Key Laboratory of Superlight Materials and Surface Technology of Ministry of Education, College of Materials Science and Chemical Engineering, Harbin Engineering University, Harbin, 150001, People's Republic of China.
State Key Laboratory of Catalysis, CAS Center for Excellence in Nanoscience, Dalian National Laboratory for Clean Energy, Dalian Institute of Chemical Physics, Chinese Academy of Sciences, Dalian, 116023, People's Republic of China.
Top Curr Chem (Cham). 2018 Oct 26;376(6):42. doi: 10.1007/s41061-018-0219-y.
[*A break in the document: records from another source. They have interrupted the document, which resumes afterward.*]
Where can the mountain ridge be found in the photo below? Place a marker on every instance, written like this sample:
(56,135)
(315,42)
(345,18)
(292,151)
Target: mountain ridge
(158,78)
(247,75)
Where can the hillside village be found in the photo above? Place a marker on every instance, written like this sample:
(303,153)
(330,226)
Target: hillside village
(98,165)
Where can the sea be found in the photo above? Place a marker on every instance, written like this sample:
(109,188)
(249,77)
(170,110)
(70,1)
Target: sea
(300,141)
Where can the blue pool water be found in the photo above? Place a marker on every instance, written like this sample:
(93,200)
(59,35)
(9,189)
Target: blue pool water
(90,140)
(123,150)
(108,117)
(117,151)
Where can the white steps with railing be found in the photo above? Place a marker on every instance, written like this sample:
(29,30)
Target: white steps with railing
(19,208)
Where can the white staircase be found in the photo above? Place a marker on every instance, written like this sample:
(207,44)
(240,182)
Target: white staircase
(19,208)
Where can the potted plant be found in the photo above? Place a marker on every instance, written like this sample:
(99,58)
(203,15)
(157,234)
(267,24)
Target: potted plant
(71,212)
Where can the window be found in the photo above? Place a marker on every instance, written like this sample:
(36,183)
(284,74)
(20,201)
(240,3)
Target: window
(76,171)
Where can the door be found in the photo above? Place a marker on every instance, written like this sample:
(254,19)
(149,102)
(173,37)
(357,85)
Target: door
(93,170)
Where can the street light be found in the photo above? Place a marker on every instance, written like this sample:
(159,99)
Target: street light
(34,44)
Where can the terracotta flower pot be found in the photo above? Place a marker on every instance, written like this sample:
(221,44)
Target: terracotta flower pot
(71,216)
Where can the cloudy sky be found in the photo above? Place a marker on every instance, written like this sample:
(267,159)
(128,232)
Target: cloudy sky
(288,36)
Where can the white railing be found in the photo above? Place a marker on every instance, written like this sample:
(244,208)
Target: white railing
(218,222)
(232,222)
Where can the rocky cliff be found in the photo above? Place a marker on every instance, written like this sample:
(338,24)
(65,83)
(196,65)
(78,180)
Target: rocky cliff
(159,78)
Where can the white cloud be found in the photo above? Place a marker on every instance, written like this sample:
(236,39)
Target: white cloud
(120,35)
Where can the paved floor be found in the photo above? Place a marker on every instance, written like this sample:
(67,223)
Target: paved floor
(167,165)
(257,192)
This paper provides an overview of recent advances in urea electro-oxidation. Urea sources are abundant from human urine, urea-containing wastewater, and industrial urea, thus becoming an attractive option as anodic fuel for the application in direct urea fuel cells (DUFCs). Besides, as a hydrogen-rich chemical fuel, urea can also be electrolyzed to produce hydrogen for energy storage in the near future. The exact mechanisms of urea decomposition are pretty different in alkaline or neutral mediums and are separately discussed in detail. More importantly, the development of anodic electro-catalysts is of great significance for improving the electrochemical performance of both DUFCs and urea electrolysis cells, which is systematically summarized in our review. Challenges and prospects on the future development of urea electro-oxidation are particularly proposed.
本文概述了尿素电氧化的最新进展。尿素的来源丰富,包括人体尿液、含尿素废水和工业尿素,因此作为阳极燃料在直接尿素燃料电池(DUFC)中的应用具有吸引力。此外,作为一种富含氢的化学燃料,尿素也可以通过电解产生氢气,以便在不久的将来进行能量存储。尿素在碱性或中性介质中的分解确切机制大不相同,我们分别进行了详细讨论。更重要的是,阳极电催化剂的发展对于提高 DUFC 和尿素电解池的电化学性能具有重要意义,我们在这篇综述中对此进行了系统总结。本文还特别提出了尿素电氧化未来发展面临的挑战和前景。